James Robert Lemon (March 23, 1928 – May 14, 2006) was an American right and left fielder, manager and coach in Major League Baseball. A powerful, right-handed hitting and throwing outfielder, Lemon teamed with first baseman Roy Sievers and later with slugger Harmon Killebrew and outfielder Bob Allison to form the most formidable home run-hitting tandem in the 60-year history of the first modern-era Washington Senators franchise.

Playing career
Born in Covington, Virginia, the ,  Lemon was known as "Bob" before he signed with the Cleveland Indians in 1948. He became known as "Jim Lemon" to avoid confusion with Indians' Hall of Fame pitcher Bob Lemon, but he never won a regular job with Cleveland. Instead, Lemon was a "late-bloomer" who required several trips to the minor leagues before finally winning a regular berth with the 1956 Senators at the age of 28. 

A free-swinger who three times led the American League in striking out, Lemon and his teammates benefitted from new Washington owner Calvin Griffith's decision to move the left field fences closer to home plate in the Senators' cavernous ballpark, Griffith Stadium. Lemon smashed 27 homers in 1956, also leading the league in triples, then followed with 26 (1958), 33 (1959) and 38 (1960).

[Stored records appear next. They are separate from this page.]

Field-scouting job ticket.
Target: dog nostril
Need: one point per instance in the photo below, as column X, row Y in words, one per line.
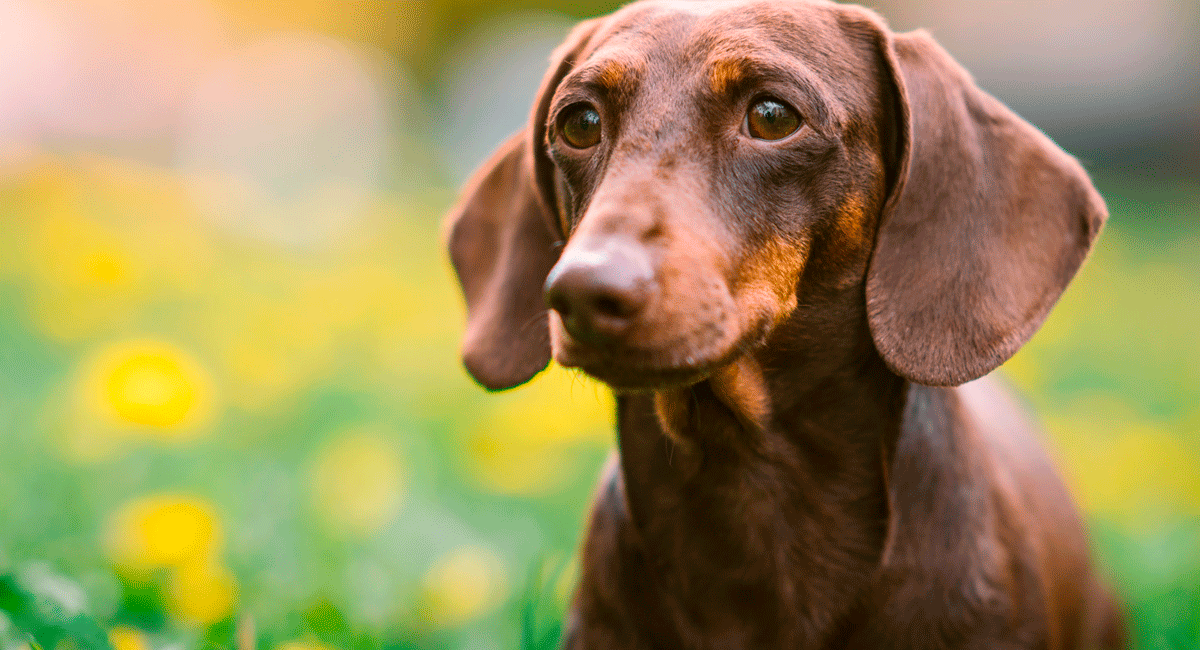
column 612, row 307
column 559, row 302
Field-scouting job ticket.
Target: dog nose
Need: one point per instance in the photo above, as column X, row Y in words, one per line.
column 599, row 289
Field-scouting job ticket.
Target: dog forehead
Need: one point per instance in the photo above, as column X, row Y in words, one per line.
column 677, row 36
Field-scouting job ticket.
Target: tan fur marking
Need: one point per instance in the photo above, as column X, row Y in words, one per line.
column 742, row 387
column 725, row 74
column 850, row 218
column 773, row 271
column 613, row 76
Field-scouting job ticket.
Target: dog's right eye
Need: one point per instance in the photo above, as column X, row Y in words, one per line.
column 581, row 126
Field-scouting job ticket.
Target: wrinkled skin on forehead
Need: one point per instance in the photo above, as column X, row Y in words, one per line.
column 730, row 222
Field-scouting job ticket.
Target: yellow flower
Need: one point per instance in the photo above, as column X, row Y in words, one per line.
column 358, row 482
column 149, row 384
column 127, row 638
column 463, row 584
column 165, row 530
column 527, row 445
column 304, row 645
column 202, row 591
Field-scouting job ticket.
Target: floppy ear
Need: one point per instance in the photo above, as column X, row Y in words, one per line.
column 987, row 223
column 503, row 240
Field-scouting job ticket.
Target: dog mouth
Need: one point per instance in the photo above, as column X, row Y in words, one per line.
column 627, row 367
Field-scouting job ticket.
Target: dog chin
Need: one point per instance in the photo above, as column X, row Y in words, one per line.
column 637, row 371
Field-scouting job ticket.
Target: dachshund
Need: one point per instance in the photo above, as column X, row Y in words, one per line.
column 791, row 241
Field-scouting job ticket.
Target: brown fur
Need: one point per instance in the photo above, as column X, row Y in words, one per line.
column 795, row 468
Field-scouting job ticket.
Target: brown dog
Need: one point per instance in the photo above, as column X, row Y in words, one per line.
column 775, row 229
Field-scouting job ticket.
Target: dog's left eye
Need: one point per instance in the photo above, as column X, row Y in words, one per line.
column 772, row 120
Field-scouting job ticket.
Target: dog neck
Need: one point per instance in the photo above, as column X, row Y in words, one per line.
column 773, row 468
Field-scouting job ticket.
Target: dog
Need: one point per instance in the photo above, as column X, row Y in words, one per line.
column 791, row 241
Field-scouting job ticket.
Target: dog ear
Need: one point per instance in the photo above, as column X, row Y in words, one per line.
column 985, row 224
column 504, row 238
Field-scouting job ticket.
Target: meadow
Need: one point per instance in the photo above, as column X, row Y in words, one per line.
column 233, row 415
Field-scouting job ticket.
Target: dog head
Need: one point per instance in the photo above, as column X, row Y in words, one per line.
column 688, row 166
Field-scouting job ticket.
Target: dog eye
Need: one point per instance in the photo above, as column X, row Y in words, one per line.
column 772, row 120
column 581, row 126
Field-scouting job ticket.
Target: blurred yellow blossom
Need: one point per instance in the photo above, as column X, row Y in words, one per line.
column 1108, row 459
column 201, row 591
column 463, row 584
column 124, row 637
column 153, row 385
column 165, row 530
column 525, row 444
column 303, row 644
column 358, row 482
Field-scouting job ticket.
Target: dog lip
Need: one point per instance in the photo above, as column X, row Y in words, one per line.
column 629, row 369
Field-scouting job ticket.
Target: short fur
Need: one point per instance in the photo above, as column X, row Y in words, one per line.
column 796, row 468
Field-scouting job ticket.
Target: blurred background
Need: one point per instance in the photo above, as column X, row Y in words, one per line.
column 229, row 384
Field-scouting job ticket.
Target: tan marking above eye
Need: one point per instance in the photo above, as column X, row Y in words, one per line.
column 769, row 119
column 725, row 74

He twice compiled over 100 runs batted in and became a favorite of U.S. President Dwight Eisenhower after Eisenhower attended Lemon's 3-home-run performance at Griffith Stadium in 1956.

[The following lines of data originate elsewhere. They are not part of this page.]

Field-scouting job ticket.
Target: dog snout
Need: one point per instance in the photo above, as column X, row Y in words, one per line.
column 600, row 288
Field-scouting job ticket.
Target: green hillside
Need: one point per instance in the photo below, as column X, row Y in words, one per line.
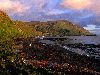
column 58, row 28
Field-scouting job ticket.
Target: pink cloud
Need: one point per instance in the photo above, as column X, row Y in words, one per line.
column 12, row 6
column 76, row 4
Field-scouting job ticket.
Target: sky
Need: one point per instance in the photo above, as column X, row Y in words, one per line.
column 83, row 12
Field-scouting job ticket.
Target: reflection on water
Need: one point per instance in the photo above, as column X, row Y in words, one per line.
column 83, row 45
column 84, row 39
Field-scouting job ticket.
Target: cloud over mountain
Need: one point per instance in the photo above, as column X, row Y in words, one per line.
column 79, row 11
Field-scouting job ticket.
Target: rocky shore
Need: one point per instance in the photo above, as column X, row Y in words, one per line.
column 56, row 59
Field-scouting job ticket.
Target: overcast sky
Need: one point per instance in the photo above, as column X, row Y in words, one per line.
column 84, row 12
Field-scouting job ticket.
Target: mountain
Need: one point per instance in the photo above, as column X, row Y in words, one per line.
column 58, row 28
column 10, row 29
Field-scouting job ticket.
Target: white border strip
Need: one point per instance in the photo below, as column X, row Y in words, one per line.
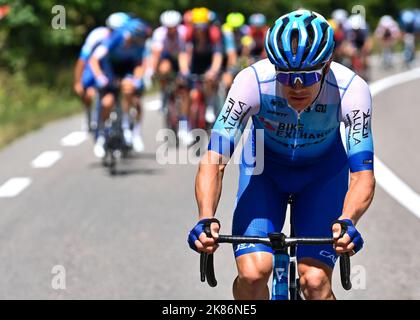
column 387, row 179
column 46, row 159
column 74, row 139
column 12, row 187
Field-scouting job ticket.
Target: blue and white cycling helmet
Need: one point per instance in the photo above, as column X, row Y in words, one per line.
column 136, row 27
column 117, row 20
column 314, row 36
column 257, row 20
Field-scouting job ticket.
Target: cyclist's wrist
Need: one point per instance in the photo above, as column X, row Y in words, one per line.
column 348, row 217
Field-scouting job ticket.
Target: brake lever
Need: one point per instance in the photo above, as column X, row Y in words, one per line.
column 345, row 266
column 207, row 259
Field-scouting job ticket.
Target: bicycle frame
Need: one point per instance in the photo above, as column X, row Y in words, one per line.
column 280, row 244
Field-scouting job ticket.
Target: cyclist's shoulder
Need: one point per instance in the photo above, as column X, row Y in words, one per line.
column 339, row 76
column 264, row 70
column 351, row 85
column 97, row 34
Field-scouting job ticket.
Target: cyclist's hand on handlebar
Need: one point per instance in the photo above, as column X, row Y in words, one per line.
column 102, row 81
column 352, row 240
column 210, row 75
column 198, row 240
column 78, row 88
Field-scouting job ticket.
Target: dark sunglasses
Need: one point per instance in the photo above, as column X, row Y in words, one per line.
column 306, row 78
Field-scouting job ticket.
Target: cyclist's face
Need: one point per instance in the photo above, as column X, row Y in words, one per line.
column 300, row 97
column 172, row 32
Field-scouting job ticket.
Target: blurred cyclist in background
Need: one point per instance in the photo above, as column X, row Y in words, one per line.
column 257, row 30
column 206, row 51
column 339, row 23
column 387, row 34
column 84, row 80
column 233, row 30
column 121, row 58
column 361, row 45
column 408, row 26
column 169, row 54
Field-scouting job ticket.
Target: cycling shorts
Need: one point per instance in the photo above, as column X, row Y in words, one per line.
column 318, row 193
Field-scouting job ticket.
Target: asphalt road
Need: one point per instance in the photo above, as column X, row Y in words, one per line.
column 125, row 236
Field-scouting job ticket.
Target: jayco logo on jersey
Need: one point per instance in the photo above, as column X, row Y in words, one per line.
column 278, row 103
column 328, row 255
column 244, row 246
column 322, row 108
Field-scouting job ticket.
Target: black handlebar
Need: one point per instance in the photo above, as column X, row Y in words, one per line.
column 277, row 241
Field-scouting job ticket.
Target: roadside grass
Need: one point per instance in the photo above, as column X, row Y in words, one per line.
column 25, row 107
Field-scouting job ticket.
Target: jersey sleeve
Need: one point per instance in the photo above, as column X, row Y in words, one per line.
column 116, row 39
column 92, row 40
column 242, row 102
column 158, row 39
column 356, row 112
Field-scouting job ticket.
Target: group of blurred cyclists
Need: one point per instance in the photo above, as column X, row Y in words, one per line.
column 354, row 42
column 202, row 54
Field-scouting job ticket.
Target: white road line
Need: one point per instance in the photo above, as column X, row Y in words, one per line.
column 46, row 159
column 153, row 105
column 74, row 139
column 400, row 191
column 387, row 179
column 388, row 82
column 12, row 187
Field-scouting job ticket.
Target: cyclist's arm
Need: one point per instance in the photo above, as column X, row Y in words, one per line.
column 183, row 57
column 356, row 107
column 242, row 102
column 78, row 70
column 102, row 51
column 230, row 49
column 94, row 61
column 158, row 39
column 217, row 58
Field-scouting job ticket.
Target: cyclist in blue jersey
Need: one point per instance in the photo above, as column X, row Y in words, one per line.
column 121, row 57
column 297, row 97
column 83, row 77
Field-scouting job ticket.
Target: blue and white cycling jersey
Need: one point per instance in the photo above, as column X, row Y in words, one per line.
column 94, row 38
column 294, row 138
column 116, row 50
column 303, row 154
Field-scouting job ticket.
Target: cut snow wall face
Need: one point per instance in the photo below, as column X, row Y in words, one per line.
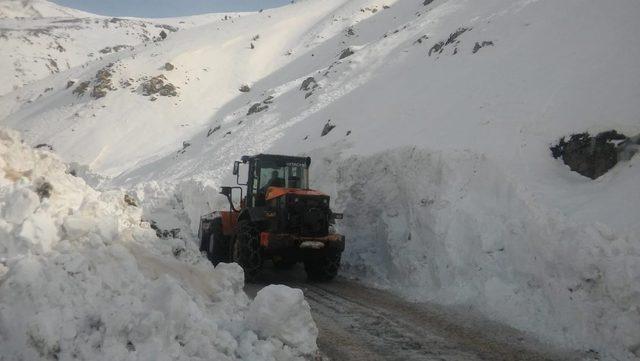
column 81, row 277
column 455, row 229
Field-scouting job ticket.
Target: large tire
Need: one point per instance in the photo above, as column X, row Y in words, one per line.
column 205, row 235
column 218, row 244
column 322, row 266
column 246, row 250
column 283, row 264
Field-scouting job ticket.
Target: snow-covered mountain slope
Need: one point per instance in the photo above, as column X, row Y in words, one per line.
column 442, row 112
column 82, row 278
column 39, row 38
column 36, row 9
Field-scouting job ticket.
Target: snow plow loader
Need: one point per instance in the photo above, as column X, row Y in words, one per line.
column 278, row 219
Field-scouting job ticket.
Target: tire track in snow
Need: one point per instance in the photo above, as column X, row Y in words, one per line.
column 360, row 323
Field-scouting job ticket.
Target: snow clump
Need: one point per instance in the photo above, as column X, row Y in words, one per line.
column 82, row 278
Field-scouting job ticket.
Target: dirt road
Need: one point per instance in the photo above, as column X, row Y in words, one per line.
column 360, row 323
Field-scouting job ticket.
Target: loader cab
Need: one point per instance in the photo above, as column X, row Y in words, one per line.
column 269, row 170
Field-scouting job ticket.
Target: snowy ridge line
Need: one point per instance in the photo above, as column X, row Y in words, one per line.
column 82, row 277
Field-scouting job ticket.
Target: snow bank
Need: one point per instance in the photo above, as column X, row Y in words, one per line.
column 455, row 228
column 280, row 311
column 81, row 277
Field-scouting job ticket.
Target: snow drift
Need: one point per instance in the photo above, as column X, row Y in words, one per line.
column 431, row 132
column 81, row 277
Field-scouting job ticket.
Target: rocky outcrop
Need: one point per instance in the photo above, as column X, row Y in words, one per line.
column 591, row 156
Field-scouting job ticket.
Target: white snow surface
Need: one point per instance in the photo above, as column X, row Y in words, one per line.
column 440, row 162
column 282, row 312
column 82, row 278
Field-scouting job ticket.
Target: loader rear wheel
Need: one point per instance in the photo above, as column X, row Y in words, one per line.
column 246, row 250
column 323, row 266
column 218, row 250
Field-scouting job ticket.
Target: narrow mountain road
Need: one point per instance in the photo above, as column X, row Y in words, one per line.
column 360, row 323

However, the home run exploits of Lemon and his teammates were more than offset by poor pitching, and after multiple second-division finishes in the AL, Griffith moved the Senators to Minneapolis–Saint Paul after the 1960 campaign to become the Minnesota Twins. But Lemon left his stroke behind in Washington, and after only 14 homers in Minnesota in 1961 and an injury-ruined 1962, his career wound down quickly. His last year as a player, 1963, was divided among the Twins, Philadelphia Phillies and Chicago White Sox. All told, he appeared in 1,010 games over all or parts of 12 major league seasons and batted .262 with 164 home runs.

Coach and manager
Lemon remained in the game as a coach for the Twins, serving two different terms (1965–67; 1981–84) in that role, including with the 1965 pennant-winning team. In between, in 1968, he returned to Washington as manager of the expansion Senators, but his popularity as a player did not translate to a successful managerial record. His club finished last in the ten-team American League, winning 65 games and losing 96 (.404)—but it did feature a fearsome, right-handed power-hitter in Frank Howard. Lemon was fired after only one season, replaced by Ted Williams.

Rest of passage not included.